Ты пробыл на казарменном положении не неделю, а месяц. И вот что выяснилось за этот месяц. Впрочем, не знай в роте, куда тебя водворил Муртагин и где, судя по ответу в газете, отдельные недостатки были успешно изжиты, можно даже сказать, успешно искоренены, не знай эта самая дружно исправившаяся рота, что ты, сержант Гусев, политотдельский, тебе для этого открытия хватило бы даже не недели, а дня.

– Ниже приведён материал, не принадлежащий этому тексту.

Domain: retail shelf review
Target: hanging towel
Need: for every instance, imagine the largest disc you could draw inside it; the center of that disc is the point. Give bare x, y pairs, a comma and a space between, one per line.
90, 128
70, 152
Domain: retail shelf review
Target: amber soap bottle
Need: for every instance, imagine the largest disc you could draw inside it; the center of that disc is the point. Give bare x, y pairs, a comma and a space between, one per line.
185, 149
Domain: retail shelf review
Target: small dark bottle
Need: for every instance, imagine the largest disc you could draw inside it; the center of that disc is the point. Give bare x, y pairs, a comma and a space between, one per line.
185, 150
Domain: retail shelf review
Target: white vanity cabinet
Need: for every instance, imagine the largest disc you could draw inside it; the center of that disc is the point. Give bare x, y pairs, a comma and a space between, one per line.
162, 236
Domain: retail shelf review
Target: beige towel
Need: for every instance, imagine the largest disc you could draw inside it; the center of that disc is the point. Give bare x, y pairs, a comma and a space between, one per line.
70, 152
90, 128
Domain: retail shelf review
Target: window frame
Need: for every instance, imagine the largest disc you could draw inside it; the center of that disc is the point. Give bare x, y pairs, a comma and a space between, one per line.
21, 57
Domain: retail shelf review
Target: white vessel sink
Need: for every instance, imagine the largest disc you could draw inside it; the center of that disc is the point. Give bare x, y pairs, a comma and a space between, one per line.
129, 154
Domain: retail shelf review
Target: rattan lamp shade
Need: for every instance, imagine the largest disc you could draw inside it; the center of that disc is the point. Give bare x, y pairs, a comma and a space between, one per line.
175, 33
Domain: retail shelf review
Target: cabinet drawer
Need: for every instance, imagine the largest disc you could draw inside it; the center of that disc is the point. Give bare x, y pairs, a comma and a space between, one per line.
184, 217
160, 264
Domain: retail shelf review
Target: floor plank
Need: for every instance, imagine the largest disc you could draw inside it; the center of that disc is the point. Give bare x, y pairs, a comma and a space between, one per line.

Но рота знала, кто ты, и первое время, хоть ты и ходил с нею исправно на стройку (слава богу, не успел разнежиться, не потерял «композиторские» навыки), и в столовую, и спал в казарме, как раз рядом — на втором этаже, специально со старшиной договорился — с тем давешним солдатиком, Хамидом, что писал когда-то в окружную газету, а теперь по нескольку раз в день белозубо благодарил тебя: «Как же у нас теперь, после корреспондента, все замечательно стало! Такой бакшиш!» — ты с нею действительно жил на разных этажах. С этой стодвадцатидушной, как стодвадцатипушечной, крепко работавшей днем, а ночью так же мерно, трудно, как будто это тоже работа, отходившей от дневных трудов, простуд и впечатлений ротой.